“What I Wish I Knew In First Year”

Hopefully, in the past weeks- we’ve all taken chances, we’ve made mistakes, and we’ve all said Hi!

But, as I learned in the past week, some mistakes can give rise to crucial dips in our academic careers. As a first year student, perhaps I’m the last one to be writing about this. But the title doesn’t refer to my exquisite knowledge, but rather the presentation, organized by Lisa Peden- an academic advisor.

A lot of students have come to her- panicked, disheartened, grief-stricken-

panicattack

And after hearing what she has to say, have exclaimed with a tone of remorse, “I Wish I Knew That in First Year!”

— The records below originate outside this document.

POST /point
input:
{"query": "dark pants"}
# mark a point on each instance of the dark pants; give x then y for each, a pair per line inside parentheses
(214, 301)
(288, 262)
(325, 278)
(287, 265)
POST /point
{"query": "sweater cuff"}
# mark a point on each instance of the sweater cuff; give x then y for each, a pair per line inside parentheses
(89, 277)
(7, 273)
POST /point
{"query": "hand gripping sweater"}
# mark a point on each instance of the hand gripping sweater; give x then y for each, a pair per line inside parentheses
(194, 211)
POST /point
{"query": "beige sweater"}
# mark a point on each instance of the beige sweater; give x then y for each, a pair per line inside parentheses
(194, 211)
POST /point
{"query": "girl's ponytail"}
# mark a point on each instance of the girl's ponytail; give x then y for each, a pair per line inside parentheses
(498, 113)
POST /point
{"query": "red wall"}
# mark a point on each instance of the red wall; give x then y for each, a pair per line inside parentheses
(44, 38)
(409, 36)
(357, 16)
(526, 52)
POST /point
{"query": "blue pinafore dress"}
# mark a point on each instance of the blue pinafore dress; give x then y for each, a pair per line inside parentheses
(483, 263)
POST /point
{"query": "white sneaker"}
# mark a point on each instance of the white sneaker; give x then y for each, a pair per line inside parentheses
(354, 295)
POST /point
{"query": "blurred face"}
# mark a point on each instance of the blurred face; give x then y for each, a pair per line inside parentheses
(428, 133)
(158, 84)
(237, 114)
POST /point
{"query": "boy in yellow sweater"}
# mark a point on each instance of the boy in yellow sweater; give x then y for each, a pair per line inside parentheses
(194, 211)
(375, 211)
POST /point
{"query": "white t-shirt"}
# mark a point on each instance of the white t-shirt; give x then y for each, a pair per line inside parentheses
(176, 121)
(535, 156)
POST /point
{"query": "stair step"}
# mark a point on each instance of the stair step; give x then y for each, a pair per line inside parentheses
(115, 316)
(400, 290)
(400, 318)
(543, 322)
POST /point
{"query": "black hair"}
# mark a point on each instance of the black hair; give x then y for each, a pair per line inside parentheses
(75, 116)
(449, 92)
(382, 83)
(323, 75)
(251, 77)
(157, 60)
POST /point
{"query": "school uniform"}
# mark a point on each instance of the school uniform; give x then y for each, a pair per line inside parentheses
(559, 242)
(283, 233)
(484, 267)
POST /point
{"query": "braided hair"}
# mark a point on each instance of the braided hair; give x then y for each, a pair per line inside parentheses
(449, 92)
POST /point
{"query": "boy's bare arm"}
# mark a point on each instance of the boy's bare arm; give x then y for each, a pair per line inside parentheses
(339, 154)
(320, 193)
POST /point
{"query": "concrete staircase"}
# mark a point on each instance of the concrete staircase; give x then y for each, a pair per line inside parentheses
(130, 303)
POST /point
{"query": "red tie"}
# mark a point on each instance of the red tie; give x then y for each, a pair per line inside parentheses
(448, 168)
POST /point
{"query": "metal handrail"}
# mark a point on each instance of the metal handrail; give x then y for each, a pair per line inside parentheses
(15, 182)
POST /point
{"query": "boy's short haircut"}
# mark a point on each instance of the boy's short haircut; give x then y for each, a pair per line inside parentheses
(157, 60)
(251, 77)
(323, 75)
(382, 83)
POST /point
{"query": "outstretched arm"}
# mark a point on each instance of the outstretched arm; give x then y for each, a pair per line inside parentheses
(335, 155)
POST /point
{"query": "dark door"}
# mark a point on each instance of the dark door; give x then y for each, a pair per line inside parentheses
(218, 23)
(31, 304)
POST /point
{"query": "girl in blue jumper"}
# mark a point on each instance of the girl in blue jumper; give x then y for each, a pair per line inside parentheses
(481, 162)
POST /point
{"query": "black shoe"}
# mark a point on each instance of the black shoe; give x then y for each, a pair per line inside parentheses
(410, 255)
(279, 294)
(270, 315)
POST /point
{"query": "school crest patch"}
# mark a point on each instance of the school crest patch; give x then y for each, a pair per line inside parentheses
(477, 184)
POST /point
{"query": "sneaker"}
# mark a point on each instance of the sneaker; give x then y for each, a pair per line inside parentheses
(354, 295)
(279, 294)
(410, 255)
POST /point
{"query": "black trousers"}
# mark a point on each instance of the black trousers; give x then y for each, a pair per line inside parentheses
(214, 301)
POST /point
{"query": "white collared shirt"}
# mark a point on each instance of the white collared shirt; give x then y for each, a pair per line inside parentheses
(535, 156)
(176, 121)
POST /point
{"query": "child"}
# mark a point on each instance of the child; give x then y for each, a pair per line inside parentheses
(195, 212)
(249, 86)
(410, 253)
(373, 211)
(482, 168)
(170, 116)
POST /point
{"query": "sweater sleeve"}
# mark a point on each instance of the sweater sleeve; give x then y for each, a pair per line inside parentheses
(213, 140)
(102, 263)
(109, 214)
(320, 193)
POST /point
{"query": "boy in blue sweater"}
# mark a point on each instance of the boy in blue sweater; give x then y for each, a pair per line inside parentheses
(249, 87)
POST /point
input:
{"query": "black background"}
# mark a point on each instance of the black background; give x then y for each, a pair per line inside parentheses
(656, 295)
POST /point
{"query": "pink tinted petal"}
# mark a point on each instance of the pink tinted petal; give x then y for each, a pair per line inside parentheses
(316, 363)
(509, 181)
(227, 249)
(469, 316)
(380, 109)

Hence, Lisa Peden chose to share solutions to some of the most common mishaps she has heard of over the years. Today, I share a few with you:

  1. It is OKAY to drop a course! Dropping a course is not the same as failing a course. As long as you have above 4 credits and meet the prerequisites for your program, you’re all set. If a course is unnecessarily killing your time, and causing you to defocus from other important courses, log in to ACORN, and click on “Remove Course”. It’s as simple as that.
  1. If you really like a course, but worry that it may bring down your GPA, try making it a Credit/No Credit course. You are still enrolled in the course, and it counts for your degree credits and distribution requirements, but not as prerequisites for courses you plan on taking later. USE UP your credit/no credit courses the first year, you get 2 whole credits!
  1. Marks are ALWAYS worse in first year, than they are in second year. Don’t give up! Don’t worry about fulfilling distribution requirements in first year. GET into your program first.
  1. Use the UTM Timetable Planner (https://student.utm.utoronto.ca/timetable/) when selecting courses for the upcoming years. You can view past course outlines (located under the UTM logo at the top),  to ensure that midterms, tests, and exams, do not clash frequently between your selected courses. Also, it gives you an in-depth perspective within the course so you’re not surprised by the material.
  1. Declare your subject POSt as early as possible. Once you get in, you can register right away and get the first pick at course timings!

Those were some heavy tips on strategic planning, on macro-managing if you will. But you may ask-Mahika, what about the daily tasks? Things that bother me, or I have to struggle with every day? I got you covered. Come by next Monday for day-to-day techniques on surviving @ UTM   🙂

Oh and remember, continue to Take Chances, and Say Hi! (Let’s skip mistakes shall we?)

PS- Thank You Lisa Peden for the extremely helpful presentation!